消防設備 貨物ポンプ室に固定式鎮火性ガス消火装置、貨物区域に固定式甲板泡装置を備え付ける。
貨物タンク室 貨物タンク及び管装置等の材料は、一般には鋼とする。特定の貨物にかかるものには、耐食性材料の使用、ライニングを義務付ける。貨物タンクは構造上独立型タンク、一体型タンク、重力式タンク及び圧力式タンクの4種類に分類し、各貨物ごとに積載することのできるタンク形式を定める。
貨物区域内の通風装置 貨物ポンプ室その他の貨物区域内にある閉囲区域等に危険なガスを十分に換気できる通風装置を備え付ける。
温度制御装置 貨物の加熱または冷却装置は貨物と危険な反応をしないものとする。
貨物タンクの通風装置 貨物タンクに過大な圧力を生じさせず、かつ、危険なガスを居住区域内等に侵入させるおそれのない通気装置を取り付ける。
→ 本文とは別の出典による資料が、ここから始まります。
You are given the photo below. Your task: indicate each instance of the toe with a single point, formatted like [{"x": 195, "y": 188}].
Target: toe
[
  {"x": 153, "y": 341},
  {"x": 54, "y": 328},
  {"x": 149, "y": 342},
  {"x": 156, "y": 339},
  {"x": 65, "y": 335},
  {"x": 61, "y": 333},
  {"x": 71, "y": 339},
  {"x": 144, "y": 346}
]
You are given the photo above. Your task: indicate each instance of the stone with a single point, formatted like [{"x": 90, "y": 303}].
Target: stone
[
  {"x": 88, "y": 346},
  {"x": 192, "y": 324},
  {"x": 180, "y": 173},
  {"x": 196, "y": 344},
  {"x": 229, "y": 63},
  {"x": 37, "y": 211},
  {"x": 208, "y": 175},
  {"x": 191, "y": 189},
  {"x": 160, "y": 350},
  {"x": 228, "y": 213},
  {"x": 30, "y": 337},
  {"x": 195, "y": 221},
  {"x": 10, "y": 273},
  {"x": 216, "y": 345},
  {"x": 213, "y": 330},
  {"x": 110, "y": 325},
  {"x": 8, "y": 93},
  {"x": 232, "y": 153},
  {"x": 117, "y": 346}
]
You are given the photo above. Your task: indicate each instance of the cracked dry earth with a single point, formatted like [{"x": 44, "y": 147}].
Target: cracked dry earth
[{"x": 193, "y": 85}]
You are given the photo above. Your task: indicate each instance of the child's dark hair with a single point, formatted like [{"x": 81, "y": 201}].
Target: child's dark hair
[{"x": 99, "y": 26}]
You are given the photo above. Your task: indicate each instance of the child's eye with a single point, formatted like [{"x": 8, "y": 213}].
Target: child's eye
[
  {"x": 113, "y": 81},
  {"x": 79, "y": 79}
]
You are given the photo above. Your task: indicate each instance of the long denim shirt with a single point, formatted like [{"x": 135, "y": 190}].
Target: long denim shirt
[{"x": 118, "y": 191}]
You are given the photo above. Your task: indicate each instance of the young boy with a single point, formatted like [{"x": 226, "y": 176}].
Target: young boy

計測装置及びガス検知装置 貨物タンクに備え付ける計測装置は、計測する貨物の危険性に応じ計測者に危険を及ぼさない方式のものとする。毒性または引火性のガスを発生する貨物を運送する船舶には、ガス検知装置を備え付ける。
環境制御 貨物の種類に応じ、貨物タンクをイナートガス等により環境制御する。
電気設備 引火性の貨物を運送する船舶に設ける電気設備は、火災を起こすおそれのないものであること。
保護装具等 荷役作業時の保護のための耐薬品性の保護装具を備え付ける。危険なガスを発生する貨物を運送する船舶には、ガスが充満した区画に入って作業するための安全装具を備え付ける。
損傷時の復原性 貨物ごとに運送する船型を、厳しい要件の順にタイプ1,2,3に分類し、各々の損傷時の残存要件に適合する船体構造とする。
2.1.3 IGC Code
 総トン数500トン未満の船舶を含めてすべての大きさの船舶により、37.8℃において280kPa/cm2絶対圧力を超える蒸気圧を有する液化ガス及び定められた物質を輸送する場合において、当該船舶の構造、設備等について規定しており、危規則には、第3章第2節液化ガス物質として取り入れられている。
 IGC Codeの主たる要求事項を表 2.1-3に示す。また、品名別の輸送要件を表 2.1-4に示す。なお、品名によっては、表 2.1-3に記載の要求事項ついて、特別要件が定められているものがある。
表 2.1-3: IGC Codeの主たる要求事項
項 目 内  容
配置等 船艙区域を他の区域から隔離し、かつ、居住区域、業務区域、貨物ポンプ室等を居住区域、業務区域等に危険なガスが侵入しないように配置する。
消防設備 引火性または毒性の貨物を運送する船舶には水噴霧装置、引火性の貨物を運送する船舶には固定式粉末消火装置を備え付ける。
貨物格納設備及び管装置等 貨物格納設備の材料は圧力用あるいは低温用のものとし、また、管装置は居住区域に配置しない。
通風装置 貨物ポンプ室、貨物圧縮機室、電動機室に危険なガスを十分に換気できる通風装置を備え付ける。
圧力及び温度制御装置 貨物タンクが設定圧力以上になることを防止することができる冷却装置を備え付ける。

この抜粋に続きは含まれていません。